La figlia di Ben Ali voleva sparare sull’aereo ai parenti della madre

Un’esplosione di collera popolare che nessuno prevedeva. La «vera storia» del 14 gennaio 2011, il giorno in cui Zine el-Abidine Ben Ali, dal 1987 padrone incontrastato del Paese maghrebino, dovette fuggire in tutta fretta all’estero, è riassunta su lla rivista «Jeune Afrique». Nuove testimonianze riferiscono di una totale sottovalutazione degli accadimenti da parte del presidente, a partire da quella tranquilla partenza del suo aereo il 23 dicembre 2010 (sei giorni dopo l’inizio della rivolta con il suicidio col fuoco dell’ambulante Mohamed Bouazizi) verso Dubai per le vacanze di fine anno. Ben Ali dovrà fare ritorno già il 28, ma pronuncerà un discorso minaccioso che non farà che accendere gli animi dei rivoltosi.
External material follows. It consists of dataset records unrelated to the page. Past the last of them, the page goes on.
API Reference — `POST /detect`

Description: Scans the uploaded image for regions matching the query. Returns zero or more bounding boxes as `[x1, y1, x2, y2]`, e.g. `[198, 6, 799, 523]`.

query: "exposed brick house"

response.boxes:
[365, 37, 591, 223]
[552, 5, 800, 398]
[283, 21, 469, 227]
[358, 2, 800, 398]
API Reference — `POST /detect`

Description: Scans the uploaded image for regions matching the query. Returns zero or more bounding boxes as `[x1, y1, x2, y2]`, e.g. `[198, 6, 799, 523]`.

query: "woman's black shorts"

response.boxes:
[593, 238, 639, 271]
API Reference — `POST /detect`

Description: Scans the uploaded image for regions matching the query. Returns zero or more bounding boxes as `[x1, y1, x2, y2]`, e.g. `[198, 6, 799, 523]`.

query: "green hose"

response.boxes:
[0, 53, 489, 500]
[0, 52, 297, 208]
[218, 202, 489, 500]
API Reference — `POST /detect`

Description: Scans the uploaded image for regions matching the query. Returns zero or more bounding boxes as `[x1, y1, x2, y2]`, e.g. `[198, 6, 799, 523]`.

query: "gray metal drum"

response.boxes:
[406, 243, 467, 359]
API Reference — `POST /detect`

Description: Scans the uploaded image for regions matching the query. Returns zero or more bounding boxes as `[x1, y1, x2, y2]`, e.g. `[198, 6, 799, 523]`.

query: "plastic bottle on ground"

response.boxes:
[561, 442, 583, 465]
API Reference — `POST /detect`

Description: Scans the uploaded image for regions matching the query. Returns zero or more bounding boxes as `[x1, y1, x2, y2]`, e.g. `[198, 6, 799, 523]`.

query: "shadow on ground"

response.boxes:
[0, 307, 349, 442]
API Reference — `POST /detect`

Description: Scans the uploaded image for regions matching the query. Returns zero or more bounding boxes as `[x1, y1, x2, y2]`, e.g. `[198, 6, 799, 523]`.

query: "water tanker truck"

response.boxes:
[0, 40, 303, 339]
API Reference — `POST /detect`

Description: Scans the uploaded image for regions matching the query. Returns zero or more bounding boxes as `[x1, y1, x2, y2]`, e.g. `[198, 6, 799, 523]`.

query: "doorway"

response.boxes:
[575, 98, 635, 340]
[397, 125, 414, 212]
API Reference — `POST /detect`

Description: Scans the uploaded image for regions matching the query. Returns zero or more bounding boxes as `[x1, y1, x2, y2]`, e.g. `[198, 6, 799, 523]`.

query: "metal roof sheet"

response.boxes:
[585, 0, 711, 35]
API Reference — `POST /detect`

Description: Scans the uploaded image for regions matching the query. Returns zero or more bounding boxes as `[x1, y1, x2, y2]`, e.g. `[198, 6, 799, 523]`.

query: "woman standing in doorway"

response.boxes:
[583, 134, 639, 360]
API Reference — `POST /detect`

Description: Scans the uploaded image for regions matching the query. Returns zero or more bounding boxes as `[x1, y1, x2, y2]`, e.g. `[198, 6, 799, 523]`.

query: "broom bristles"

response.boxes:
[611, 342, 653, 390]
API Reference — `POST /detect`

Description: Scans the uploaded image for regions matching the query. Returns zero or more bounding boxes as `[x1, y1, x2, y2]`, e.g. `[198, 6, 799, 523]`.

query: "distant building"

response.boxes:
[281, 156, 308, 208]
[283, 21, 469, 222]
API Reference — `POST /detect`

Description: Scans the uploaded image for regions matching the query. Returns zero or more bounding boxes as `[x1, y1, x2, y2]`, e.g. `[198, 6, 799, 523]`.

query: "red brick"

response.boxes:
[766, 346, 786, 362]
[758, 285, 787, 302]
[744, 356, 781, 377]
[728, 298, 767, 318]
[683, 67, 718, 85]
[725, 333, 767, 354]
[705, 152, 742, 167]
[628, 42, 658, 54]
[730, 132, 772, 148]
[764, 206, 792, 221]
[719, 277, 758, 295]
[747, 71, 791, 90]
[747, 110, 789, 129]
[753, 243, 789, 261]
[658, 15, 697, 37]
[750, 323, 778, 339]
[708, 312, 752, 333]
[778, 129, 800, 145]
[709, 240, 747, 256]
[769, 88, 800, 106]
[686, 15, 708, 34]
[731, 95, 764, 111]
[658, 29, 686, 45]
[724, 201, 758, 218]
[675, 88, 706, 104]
La rivolta si aggrava: il 10 gennaio il capo di stato maggiore dà prudentemente l’ordine di non usare armi da fuoco contro i ribelli. Il 12 Ben Ali viene informato dell’esistenza a palazzo di «una talpa» e il 13 cominciano gli assalti alle sue residenze di vacanza. Il 14 è già la fine: negli scontri ormai diffusi in tutto il Paese al mattino si contano già 28 morti.

L’esercito rifiuta di proteggere i familiari del raìs, che nel pomeriggio salgono su un aereo in piena lite: la figlia del presidente vorrebbe addirittura una pistola per uccidere i parenti della madre, accusati di aver provocato il disastro con la loro corruzione. Non l’avrà.